But their hearts were not in their words; wrongs like those in question between the Cardinal and the King cannot be forgotten.85 The King had abetted a conspiracy against the Cardinal's life, and had the Cardinal been inclined to forget it, the King's weak self-reproach would have kept it in the mind of his contemplated victim. Louis could not refrain from harking back to his sin; he humiliated himself, he begged the Cardinal to forgive him; he gave up everything, including the amiable young criminal who, in Scriptural language, had lain in his bosom and been to him as a daughter. The judgment of the moralist is disarmed by the fact that Louis was, and always had been, a physical wreck, morally handicapped by the essence of his being. He had loved Cinq-Mars with unreasoning passion; he was forced by circumstances to sacrifice him; but we need not pity him; there was much of the monster in him, and before the head of Cinq-Mars fell, all the King's love for his victim had passed away.
Louis XIII. was of all the sovereigns of France the one most notably devoted to the public interest; in crises his self-sacrifice resembled the heroism of the martyr; but the defects of his qualities were of such a character that he would have been incomprehensible had he not been sick in body and in mind.
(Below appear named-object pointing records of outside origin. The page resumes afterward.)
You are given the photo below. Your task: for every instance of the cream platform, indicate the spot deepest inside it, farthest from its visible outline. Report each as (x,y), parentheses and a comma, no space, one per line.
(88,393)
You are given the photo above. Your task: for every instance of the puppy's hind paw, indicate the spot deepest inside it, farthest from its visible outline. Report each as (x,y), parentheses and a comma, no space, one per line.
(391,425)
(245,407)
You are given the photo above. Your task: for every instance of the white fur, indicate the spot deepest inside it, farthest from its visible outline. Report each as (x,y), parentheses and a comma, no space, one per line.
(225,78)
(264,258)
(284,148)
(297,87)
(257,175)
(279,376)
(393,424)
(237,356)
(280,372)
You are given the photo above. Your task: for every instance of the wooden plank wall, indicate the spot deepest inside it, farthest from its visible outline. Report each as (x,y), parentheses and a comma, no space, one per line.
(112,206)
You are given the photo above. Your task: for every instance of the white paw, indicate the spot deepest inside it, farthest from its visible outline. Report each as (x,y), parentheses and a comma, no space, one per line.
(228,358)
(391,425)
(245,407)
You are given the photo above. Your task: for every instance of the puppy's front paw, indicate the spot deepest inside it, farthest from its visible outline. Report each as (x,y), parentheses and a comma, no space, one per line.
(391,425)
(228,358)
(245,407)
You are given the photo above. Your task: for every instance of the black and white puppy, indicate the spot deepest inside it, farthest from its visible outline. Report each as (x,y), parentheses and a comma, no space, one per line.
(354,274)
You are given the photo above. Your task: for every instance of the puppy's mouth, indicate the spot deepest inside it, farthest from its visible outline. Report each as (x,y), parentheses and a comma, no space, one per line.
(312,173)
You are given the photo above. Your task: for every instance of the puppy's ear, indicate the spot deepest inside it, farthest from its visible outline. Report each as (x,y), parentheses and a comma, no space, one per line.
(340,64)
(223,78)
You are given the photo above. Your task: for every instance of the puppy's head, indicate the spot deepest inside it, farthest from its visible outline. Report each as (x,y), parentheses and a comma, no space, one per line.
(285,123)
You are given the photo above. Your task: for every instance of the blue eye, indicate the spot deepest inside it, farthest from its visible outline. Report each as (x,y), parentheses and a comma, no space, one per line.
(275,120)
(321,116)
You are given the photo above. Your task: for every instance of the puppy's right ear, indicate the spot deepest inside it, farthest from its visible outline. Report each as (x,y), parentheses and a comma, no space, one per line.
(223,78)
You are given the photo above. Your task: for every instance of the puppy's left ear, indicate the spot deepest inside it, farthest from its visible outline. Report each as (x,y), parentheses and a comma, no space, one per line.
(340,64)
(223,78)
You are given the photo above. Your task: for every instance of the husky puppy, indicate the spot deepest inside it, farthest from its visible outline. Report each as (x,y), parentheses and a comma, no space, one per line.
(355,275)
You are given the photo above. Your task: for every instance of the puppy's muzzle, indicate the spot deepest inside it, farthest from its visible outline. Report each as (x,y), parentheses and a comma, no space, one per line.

During the crisis which followed the exposure of Cinq-Mars's conspiracy Monsieur surpassed himself; he was alternately trembler, liar, sniveller, and informer; his behaviour was so abject that the echoes of his shame reverberated throughout France and, penetrating the walls of the Tuileries, reached the ears of his daughter. Monsieur shocked Mademoiselle's theological conception of Princes of the Blood; she could not understand how a creature partaking of the nature of the Deity could be so essentially contemptible; she was crushed by the enigma presented by her father.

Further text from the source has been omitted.